As orientações bíblicas, portanto, ressaltam a relevância de um sistema de justiça adequado e dotado de credibilidade, positivando normas que, ao menos teoricamente, coadunam com as finalidades atuais de qualquer ordenamento jurídico. No mesmo sentido, a Torá afirma: “Não fareis injustiça no juízo, não favorecerás (quando não tem razão) as faces do mendigo, nem honrarás as faces do poderoso; com justiça julgarás o teu próximo” (Lev. 19:15). Tal imparcialidade é, de fato, indispensável para garantir o devido processo legal. Rashi (Rabi Shlomo Yitzhaki, 1040 – 1105), ao comentar tal verso, utiliza termos fortes, indicando a gravidade de se transgredir a essência da Justiça, indicando que “isso nos ensina que o juiz que perverte o juízo é chamado de ‘pessoa injusta’, odioso e detestado, condenado à destruição e uma abominação”. O comentarista Sforno escreve que se trata de uma advertência para não se referir severamente a um litigante, e ser indulgente com seu oponente, deve haver equivalência entre Acusação e Defesa. O rabino prossegue e afirma que o versículo quer dizer também: “Não permita que um litigante se sente enquanto seu oponente é obrigado a permanecer de pé”. A base judaica deste princípio também pode ser encontrada no versículo “ao pequeno como ao grande do mesmo modo ouvireis” (Deut. 1:17). É a igualdade em seu aspecto formal por excelência.

Um comentário simples e aparentemente secundário do jurista Max May revela a fascinante cautela dos sábios judeus para assegurar a igualdade entre as partes do processo:

“Os funcionários do tribunal estavam sentados à esquerda e à direita dos juízes, registrando seus argumentos e votos. Os juízes não vestiam roupas oficiais. Da mesma forma, as partes envolvidas foram, em casos de crimes graves, proibidos de usar roupas espalhafatosas. Não lhes era permitido apa­recer em trajes extravagantes, nem vestidos desgastados, a fim de impressio­nar a corte com suas riquezas ou despertar simpatia com sua pobreza. Isto estava em contraste (…) com o costume da Roma antiga, onde os litigantes às vezes apareciam em trajes muito elegantes, acompanhados de numerosos assistentes ou vestidos de luto para influenciar os juízes a seu favor”.

Sabe-se que os juízes, por mais estudiosos e preparados que sejam, estão suscetíveis a erro e a formar um juízo de valor subjetivo ao arrepio dos fatos. Logo, proíbe-se que haja divergência nas roupas das partes, a fim de assegurar a paridade de armas.

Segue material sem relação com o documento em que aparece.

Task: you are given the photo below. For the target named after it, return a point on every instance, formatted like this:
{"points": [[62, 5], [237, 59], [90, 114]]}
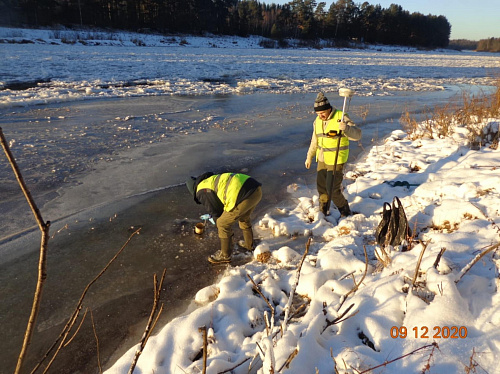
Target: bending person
{"points": [[327, 128], [228, 197]]}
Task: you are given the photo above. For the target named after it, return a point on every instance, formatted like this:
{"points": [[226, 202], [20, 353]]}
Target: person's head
{"points": [[322, 106]]}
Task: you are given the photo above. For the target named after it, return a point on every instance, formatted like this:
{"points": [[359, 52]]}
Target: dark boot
{"points": [[247, 241], [222, 256], [345, 211]]}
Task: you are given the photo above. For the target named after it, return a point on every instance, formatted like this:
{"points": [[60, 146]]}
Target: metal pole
{"points": [[345, 92]]}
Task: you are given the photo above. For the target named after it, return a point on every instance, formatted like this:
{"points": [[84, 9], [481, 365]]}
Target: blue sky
{"points": [[469, 19]]}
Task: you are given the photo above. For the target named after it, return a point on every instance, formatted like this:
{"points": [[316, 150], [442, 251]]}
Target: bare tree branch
{"points": [[418, 264], [61, 340], [97, 342], [42, 262], [292, 291], [433, 345], [438, 258], [151, 321], [475, 260]]}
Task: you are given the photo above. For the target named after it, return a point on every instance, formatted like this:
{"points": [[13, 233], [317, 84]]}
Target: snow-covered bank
{"points": [[93, 65], [453, 204]]}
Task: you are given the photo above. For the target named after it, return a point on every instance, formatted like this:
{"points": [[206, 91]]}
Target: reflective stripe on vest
{"points": [[227, 186], [329, 144]]}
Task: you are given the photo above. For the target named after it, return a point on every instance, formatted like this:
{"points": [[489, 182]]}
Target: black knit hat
{"points": [[321, 103]]}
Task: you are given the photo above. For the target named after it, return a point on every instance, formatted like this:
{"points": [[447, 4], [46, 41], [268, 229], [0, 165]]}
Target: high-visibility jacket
{"points": [[226, 186], [328, 144]]}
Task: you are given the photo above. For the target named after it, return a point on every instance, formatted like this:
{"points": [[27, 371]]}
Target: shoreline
{"points": [[166, 216]]}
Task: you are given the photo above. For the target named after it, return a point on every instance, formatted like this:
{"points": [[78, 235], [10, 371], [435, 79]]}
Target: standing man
{"points": [[329, 124], [228, 197]]}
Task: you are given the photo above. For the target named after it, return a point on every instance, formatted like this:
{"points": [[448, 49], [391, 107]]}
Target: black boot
{"points": [[324, 208], [247, 241]]}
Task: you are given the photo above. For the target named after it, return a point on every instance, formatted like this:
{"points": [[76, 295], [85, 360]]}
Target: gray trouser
{"points": [[240, 213], [324, 180]]}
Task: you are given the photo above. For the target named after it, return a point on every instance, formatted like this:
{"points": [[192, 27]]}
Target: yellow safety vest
{"points": [[227, 186], [329, 144]]}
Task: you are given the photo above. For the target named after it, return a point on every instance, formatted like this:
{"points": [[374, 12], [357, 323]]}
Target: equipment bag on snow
{"points": [[393, 229]]}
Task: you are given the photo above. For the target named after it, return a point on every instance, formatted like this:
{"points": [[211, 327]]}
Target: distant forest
{"points": [[344, 20]]}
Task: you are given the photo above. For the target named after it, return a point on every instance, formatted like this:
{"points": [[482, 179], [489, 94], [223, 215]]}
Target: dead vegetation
{"points": [[471, 112]]}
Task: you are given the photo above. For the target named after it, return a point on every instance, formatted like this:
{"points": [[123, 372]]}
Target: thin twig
{"points": [[234, 367], [97, 342], [475, 260], [77, 329], [265, 299], [418, 264], [203, 331], [399, 358], [42, 262], [438, 258], [295, 284], [289, 359], [151, 321], [356, 286]]}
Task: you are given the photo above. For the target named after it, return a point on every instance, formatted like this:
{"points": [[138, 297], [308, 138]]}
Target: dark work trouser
{"points": [[323, 178]]}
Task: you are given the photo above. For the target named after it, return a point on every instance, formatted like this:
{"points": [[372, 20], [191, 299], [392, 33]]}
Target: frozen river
{"points": [[101, 169], [105, 135]]}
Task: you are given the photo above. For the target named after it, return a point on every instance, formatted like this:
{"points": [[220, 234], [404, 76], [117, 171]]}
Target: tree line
{"points": [[489, 45], [300, 19]]}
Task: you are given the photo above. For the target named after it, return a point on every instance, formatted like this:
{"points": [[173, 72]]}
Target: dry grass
{"points": [[470, 112]]}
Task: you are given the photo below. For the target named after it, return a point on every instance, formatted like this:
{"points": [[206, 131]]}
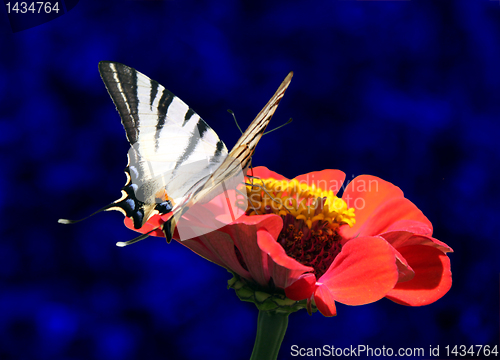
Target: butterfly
{"points": [[176, 160]]}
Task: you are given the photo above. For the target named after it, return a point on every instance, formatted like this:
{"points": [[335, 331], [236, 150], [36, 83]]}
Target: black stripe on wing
{"points": [[197, 136], [166, 99]]}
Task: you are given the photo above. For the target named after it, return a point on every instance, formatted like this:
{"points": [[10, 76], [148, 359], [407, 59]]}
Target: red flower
{"points": [[299, 237]]}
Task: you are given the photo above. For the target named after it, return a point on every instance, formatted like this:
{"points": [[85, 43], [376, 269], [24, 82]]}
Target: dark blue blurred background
{"points": [[406, 90]]}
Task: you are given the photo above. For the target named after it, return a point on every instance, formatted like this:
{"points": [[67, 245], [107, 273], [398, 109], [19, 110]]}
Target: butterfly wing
{"points": [[173, 151], [235, 163]]}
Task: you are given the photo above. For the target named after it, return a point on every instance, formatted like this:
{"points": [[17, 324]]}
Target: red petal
{"points": [[325, 301], [325, 179], [405, 271], [217, 247], [283, 269], [383, 217], [432, 277], [301, 289], [154, 222], [264, 173], [366, 193], [364, 272]]}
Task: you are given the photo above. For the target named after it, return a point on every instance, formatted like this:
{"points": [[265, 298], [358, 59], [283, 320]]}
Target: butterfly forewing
{"points": [[224, 186], [173, 151]]}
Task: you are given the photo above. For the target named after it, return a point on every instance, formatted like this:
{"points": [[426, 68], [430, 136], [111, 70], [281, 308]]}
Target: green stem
{"points": [[271, 328]]}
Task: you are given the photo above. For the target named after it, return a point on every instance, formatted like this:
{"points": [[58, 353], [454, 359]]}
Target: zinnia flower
{"points": [[299, 239]]}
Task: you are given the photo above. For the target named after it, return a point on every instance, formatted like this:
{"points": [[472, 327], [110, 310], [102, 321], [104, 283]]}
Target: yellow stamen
{"points": [[308, 203]]}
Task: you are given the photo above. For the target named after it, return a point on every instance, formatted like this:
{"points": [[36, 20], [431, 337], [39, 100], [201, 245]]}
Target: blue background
{"points": [[405, 90]]}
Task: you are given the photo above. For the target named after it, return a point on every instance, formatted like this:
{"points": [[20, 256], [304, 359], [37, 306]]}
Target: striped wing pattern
{"points": [[238, 159], [165, 134]]}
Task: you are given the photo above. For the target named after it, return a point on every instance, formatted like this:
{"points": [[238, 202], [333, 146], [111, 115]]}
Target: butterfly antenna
{"points": [[270, 131], [66, 221], [137, 239], [234, 117]]}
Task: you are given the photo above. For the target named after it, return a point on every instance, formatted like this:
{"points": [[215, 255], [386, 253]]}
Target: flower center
{"points": [[311, 218]]}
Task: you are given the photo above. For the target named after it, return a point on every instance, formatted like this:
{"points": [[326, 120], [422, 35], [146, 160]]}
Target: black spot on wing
{"points": [[121, 83]]}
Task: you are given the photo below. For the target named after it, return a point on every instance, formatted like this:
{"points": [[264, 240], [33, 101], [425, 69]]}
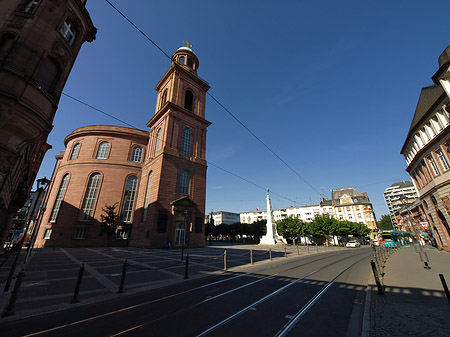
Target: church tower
{"points": [[171, 198]]}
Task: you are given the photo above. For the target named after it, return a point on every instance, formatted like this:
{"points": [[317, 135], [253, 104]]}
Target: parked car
{"points": [[353, 244]]}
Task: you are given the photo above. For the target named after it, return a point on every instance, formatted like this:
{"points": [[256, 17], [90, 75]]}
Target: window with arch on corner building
{"points": [[184, 183], [186, 143], [103, 150], [136, 155], [75, 151], [68, 31]]}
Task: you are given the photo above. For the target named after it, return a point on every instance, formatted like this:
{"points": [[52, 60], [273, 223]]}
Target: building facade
{"points": [[427, 151], [39, 42], [397, 195], [221, 217], [346, 204], [156, 178]]}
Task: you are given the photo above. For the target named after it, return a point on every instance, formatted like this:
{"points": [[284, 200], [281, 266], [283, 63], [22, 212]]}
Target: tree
{"points": [[290, 226], [110, 222], [385, 223]]}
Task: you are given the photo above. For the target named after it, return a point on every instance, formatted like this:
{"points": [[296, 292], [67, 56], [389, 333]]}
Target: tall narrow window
{"points": [[6, 43], [68, 32], [147, 196], [184, 182], [103, 149], [163, 98], [31, 6], [158, 141], [75, 151], [186, 144], [136, 156], [188, 100], [434, 165], [59, 198], [442, 159], [90, 196], [128, 199]]}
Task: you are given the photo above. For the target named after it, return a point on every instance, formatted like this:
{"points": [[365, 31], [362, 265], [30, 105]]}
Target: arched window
{"points": [[158, 141], [31, 6], [90, 196], [6, 43], [68, 32], [128, 199], [184, 182], [147, 196], [103, 149], [136, 156], [163, 98], [186, 144], [188, 100], [59, 198], [190, 63], [75, 151]]}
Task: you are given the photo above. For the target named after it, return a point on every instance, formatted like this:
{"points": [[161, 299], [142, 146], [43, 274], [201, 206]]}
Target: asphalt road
{"points": [[314, 295]]}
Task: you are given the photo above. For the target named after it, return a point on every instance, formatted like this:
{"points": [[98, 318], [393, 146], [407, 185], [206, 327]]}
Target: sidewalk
{"points": [[414, 303]]}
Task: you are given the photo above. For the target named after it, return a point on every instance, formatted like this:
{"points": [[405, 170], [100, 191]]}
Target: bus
{"points": [[395, 238]]}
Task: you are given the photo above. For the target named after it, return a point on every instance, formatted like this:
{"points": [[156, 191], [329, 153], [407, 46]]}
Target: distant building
{"points": [[351, 205], [157, 178], [226, 218], [397, 195], [427, 152], [346, 204], [39, 42]]}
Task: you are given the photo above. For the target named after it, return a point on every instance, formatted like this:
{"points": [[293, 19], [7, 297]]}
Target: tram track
{"points": [[281, 268]]}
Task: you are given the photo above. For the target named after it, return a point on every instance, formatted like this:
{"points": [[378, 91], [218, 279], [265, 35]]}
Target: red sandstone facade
{"points": [[160, 195], [39, 42]]}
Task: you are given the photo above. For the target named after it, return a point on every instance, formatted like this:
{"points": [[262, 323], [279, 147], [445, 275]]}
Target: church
{"points": [[156, 178]]}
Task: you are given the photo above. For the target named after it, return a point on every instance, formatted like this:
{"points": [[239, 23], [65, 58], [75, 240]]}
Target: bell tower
{"points": [[171, 199]]}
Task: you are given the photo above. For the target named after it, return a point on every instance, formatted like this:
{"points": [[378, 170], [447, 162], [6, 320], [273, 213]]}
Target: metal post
{"points": [[444, 285], [11, 308], [225, 260], [377, 279], [77, 286], [122, 279], [186, 269]]}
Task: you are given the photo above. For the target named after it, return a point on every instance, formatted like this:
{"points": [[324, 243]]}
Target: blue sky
{"points": [[331, 87]]}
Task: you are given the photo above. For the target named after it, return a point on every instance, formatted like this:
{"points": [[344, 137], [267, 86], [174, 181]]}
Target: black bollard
{"points": [[186, 269], [77, 286], [444, 285], [377, 279], [225, 260], [11, 308], [122, 279]]}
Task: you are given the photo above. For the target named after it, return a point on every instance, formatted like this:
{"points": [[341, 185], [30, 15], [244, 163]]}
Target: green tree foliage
{"points": [[290, 226], [109, 222], [385, 223]]}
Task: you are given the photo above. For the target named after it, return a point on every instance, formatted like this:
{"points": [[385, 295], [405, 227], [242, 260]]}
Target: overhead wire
{"points": [[218, 102]]}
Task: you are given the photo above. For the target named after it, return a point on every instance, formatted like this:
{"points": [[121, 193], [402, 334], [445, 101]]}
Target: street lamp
{"points": [[42, 185]]}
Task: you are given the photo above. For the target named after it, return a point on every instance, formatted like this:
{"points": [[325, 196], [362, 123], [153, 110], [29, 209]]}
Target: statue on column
{"points": [[271, 237]]}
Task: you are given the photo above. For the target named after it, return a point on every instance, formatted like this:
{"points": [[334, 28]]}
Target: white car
{"points": [[353, 244]]}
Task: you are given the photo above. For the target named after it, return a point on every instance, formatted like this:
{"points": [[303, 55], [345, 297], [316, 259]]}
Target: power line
{"points": [[164, 142], [217, 101]]}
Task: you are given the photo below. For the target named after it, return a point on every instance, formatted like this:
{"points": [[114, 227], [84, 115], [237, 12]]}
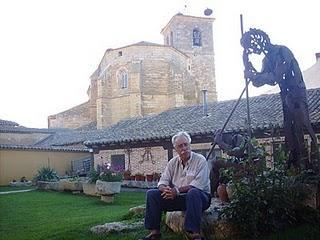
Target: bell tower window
{"points": [[196, 35], [123, 79]]}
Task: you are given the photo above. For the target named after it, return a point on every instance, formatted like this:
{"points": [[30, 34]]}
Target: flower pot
{"points": [[149, 177], [108, 188], [229, 191], [222, 192]]}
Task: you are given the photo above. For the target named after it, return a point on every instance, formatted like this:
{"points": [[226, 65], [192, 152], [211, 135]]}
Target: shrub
{"points": [[105, 173], [47, 174], [266, 200]]}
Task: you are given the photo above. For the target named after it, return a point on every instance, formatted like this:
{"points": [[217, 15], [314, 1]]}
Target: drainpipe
{"points": [[205, 104]]}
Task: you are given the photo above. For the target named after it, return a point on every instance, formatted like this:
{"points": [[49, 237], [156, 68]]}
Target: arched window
{"points": [[196, 35], [123, 79]]}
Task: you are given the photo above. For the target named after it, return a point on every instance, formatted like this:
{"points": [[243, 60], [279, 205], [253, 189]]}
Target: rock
{"points": [[90, 189], [139, 210], [115, 227], [211, 224], [107, 198]]}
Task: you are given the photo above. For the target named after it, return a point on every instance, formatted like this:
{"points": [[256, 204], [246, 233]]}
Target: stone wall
{"points": [[22, 138], [72, 118], [155, 83]]}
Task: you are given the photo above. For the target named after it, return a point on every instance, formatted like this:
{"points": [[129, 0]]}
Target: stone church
{"points": [[148, 78]]}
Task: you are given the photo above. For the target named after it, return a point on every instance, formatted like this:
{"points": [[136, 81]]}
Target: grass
{"points": [[9, 188], [55, 215]]}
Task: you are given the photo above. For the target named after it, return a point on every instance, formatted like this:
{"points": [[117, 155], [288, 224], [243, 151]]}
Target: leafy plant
{"points": [[266, 200], [93, 176], [47, 174]]}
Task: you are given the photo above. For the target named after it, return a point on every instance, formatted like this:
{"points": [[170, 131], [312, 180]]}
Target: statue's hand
{"points": [[218, 136]]}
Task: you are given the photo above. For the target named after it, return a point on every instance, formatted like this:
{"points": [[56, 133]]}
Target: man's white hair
{"points": [[180, 134]]}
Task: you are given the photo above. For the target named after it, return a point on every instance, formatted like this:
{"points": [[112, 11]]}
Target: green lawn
{"points": [[55, 215], [9, 189]]}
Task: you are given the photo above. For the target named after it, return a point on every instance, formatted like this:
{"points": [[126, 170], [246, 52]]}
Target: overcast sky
{"points": [[49, 48]]}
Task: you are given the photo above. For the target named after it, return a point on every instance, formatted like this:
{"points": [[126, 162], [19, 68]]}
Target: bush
{"points": [[105, 173], [266, 200], [46, 174]]}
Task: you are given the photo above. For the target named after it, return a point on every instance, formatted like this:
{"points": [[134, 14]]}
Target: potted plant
{"points": [[108, 183], [140, 177], [156, 176], [47, 178], [127, 175], [89, 187], [149, 177]]}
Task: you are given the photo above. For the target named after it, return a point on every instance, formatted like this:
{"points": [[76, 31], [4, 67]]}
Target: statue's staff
{"points": [[248, 67]]}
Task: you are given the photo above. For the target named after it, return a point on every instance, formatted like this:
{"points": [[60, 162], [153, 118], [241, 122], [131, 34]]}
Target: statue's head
{"points": [[255, 41]]}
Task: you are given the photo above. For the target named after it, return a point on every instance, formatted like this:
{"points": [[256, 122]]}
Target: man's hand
{"points": [[168, 192]]}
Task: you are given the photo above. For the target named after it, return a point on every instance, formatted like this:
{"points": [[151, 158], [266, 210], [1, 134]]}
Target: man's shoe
{"points": [[155, 236], [194, 236]]}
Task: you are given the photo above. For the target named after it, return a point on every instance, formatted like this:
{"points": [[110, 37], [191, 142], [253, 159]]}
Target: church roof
{"points": [[180, 15], [265, 111]]}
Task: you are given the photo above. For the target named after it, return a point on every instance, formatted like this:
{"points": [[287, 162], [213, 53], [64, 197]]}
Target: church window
{"points": [[123, 79], [196, 35], [171, 38]]}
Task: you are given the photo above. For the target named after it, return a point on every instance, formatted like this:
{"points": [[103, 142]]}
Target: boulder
{"points": [[115, 227], [211, 224]]}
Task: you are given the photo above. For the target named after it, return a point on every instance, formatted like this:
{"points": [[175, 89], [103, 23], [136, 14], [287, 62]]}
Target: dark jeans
{"points": [[193, 203]]}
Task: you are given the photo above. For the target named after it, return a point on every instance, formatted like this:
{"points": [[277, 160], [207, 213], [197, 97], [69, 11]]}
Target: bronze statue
{"points": [[280, 67]]}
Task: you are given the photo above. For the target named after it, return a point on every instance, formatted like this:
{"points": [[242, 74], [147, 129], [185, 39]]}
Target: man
{"points": [[280, 67], [184, 186]]}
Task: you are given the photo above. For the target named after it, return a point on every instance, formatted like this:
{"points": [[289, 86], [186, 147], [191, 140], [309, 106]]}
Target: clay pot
{"points": [[222, 192]]}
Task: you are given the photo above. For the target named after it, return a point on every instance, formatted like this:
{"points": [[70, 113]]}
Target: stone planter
{"points": [[44, 185], [71, 185], [21, 184], [90, 189], [107, 190]]}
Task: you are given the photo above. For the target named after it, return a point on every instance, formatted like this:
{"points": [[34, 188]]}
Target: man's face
{"points": [[182, 147]]}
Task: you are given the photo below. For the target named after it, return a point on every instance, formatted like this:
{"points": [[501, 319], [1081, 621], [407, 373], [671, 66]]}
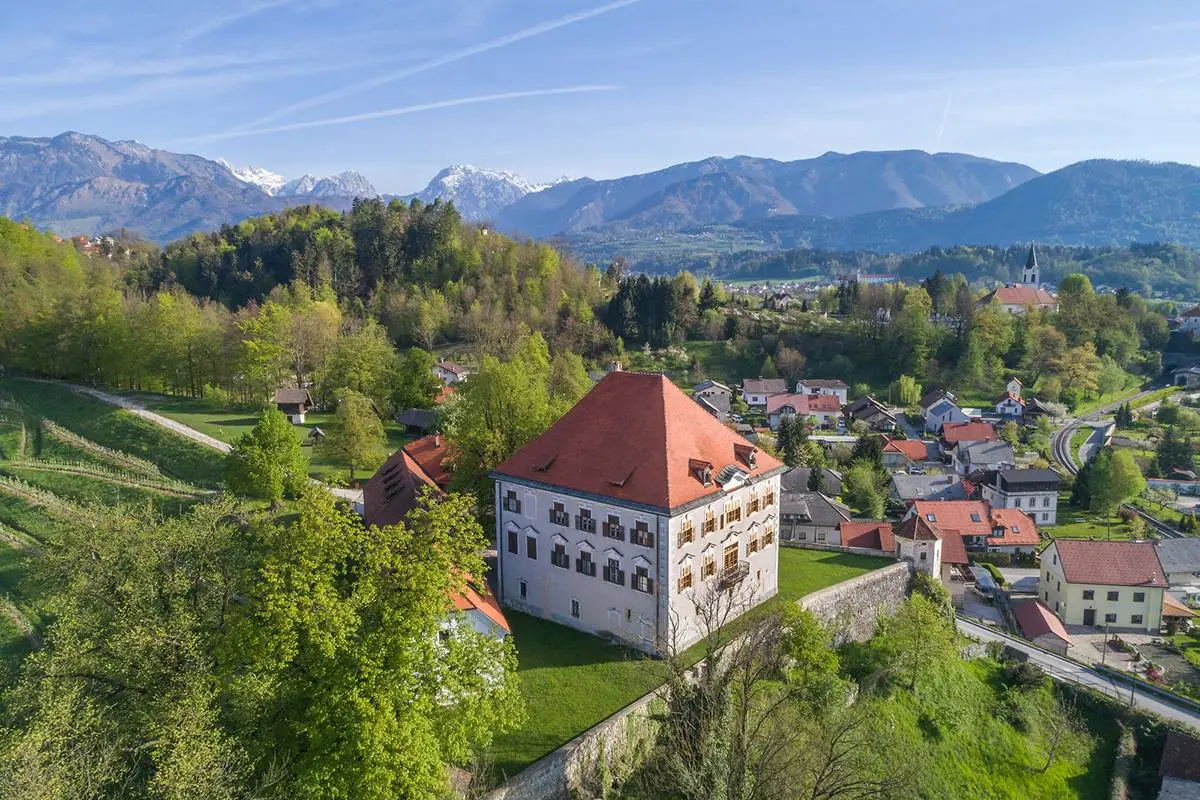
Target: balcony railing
{"points": [[732, 576]]}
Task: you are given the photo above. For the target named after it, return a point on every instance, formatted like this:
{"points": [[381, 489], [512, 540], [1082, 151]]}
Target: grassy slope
{"points": [[118, 429], [573, 680], [977, 753], [228, 426]]}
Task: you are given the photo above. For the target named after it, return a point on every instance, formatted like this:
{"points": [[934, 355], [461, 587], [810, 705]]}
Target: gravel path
{"points": [[352, 495]]}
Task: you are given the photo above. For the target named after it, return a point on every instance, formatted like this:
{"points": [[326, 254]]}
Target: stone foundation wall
{"points": [[852, 608]]}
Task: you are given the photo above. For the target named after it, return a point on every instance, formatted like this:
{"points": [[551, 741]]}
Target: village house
{"points": [[937, 535], [449, 372], [1041, 626], [1102, 583], [634, 510], [714, 398], [959, 433], [1032, 491], [755, 391], [970, 457], [294, 402], [1011, 405], [823, 409], [907, 488], [825, 386], [942, 413], [903, 453], [873, 414], [1189, 320], [807, 516]]}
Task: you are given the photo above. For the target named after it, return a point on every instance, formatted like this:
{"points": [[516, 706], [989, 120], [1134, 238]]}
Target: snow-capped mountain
{"points": [[478, 193], [348, 184], [264, 179]]}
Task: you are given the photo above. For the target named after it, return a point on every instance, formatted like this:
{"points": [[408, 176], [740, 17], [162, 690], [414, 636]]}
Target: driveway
{"points": [[1066, 671], [354, 497]]}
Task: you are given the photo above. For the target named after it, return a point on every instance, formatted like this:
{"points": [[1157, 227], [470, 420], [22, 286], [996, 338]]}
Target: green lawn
{"points": [[573, 680], [228, 425], [114, 428]]}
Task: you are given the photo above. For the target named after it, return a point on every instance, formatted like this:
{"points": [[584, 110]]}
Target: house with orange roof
{"points": [[939, 534], [1116, 585], [631, 512]]}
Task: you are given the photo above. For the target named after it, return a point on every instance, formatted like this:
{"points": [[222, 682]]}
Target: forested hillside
{"points": [[286, 298]]}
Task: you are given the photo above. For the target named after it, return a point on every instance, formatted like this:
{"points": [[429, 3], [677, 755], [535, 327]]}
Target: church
{"points": [[1015, 298]]}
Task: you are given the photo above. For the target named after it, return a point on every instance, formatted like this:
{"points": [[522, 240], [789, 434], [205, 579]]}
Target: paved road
{"points": [[352, 495], [1067, 671]]}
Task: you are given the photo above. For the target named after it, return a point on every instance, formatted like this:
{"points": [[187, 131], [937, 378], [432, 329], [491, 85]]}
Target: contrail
{"points": [[432, 64], [408, 109], [228, 19], [941, 128]]}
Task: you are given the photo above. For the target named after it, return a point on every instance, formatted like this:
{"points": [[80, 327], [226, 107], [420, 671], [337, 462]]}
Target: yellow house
{"points": [[1103, 584]]}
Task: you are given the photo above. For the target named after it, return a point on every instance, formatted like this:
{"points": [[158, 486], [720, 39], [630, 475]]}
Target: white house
{"points": [[821, 386], [1103, 584], [633, 511], [755, 391], [1189, 320], [450, 372], [1032, 491], [1011, 405], [942, 413], [823, 409]]}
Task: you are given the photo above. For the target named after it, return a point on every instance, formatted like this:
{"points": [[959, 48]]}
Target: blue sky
{"points": [[400, 89]]}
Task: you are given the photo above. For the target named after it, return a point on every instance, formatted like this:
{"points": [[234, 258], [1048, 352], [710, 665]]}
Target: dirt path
{"points": [[351, 495]]}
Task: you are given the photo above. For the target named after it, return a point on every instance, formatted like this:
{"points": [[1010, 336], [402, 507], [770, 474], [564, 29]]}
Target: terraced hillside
{"points": [[63, 455]]}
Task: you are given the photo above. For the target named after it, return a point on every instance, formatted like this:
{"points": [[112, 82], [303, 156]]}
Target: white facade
{"points": [[941, 413], [640, 584], [1041, 506], [840, 392], [1098, 605]]}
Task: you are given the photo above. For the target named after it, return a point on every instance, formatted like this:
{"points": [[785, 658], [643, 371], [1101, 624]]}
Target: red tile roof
{"points": [[955, 432], [912, 449], [803, 403], [636, 438], [1038, 620], [393, 491], [1110, 564], [1020, 296], [874, 535], [484, 602], [430, 455]]}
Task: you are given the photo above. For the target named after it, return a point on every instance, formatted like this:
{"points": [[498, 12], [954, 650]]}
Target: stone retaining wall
{"points": [[852, 608]]}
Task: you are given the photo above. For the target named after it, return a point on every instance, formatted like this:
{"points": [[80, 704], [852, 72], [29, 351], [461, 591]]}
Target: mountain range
{"points": [[888, 202]]}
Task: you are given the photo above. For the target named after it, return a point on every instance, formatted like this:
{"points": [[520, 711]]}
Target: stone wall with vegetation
{"points": [[852, 608]]}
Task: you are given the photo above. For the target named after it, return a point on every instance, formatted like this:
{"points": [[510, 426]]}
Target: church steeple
{"points": [[1031, 275]]}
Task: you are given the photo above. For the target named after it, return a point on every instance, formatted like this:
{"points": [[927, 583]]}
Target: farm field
{"points": [[60, 456]]}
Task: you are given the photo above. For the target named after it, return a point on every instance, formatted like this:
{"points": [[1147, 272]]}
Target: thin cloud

A essência do conceito atual de “paridade de armas” também se faz bem evi­dente no comentário da obra Ein Yaacov (Shevuot, 4:1): “Isto significa que o tri­bunal não deve permitir que um litigante se sente, enquanto o outro está de pé; um litigante não deve ter o privilégio de falar enquanto o outro é negado tal privilégio”.

No Midrash Sifra consta a proibição de um litigante expor seu caso pro­lixamente e determinar à outra parte que o faça de forma breve. O contempo­râneo rabino Ephraim Buchwald, ao comentar o processo judicial defendido pelo Talmud, esclarece que “o julgamento deve ser equânime, e justo, sem qual­quer compromisso com as partes”. Na mesma linha, transcreve-se comentário ao versículo (Ex. 23:06) na obra brasileira Torá Viva – A Lei de Moisés:

“O Talmud explica que um juiz não pode dispensar qualquer tratamento diferenciado aos litigantes; ele não pode dirigir-se asperamente a um e suavemente ao outro; se um dos litigantes está sentado, o outro não deve estar de pé. Do mesmo modo, a condição social econômica, religiosa ou intelectual dos litigantes não pode influir no julgamento, apesar da natu­ral e nobre tendência humana de privilegiar os mais fracos em detrimento dos poderosos. Nessa hora, é dever do juiz desconsiderar (“ser cego”) os fatores externos que envolvem os litigantes em si e deter-se exclusivamente nas evidências diretas do caso, sob pena de perverter a justiça”.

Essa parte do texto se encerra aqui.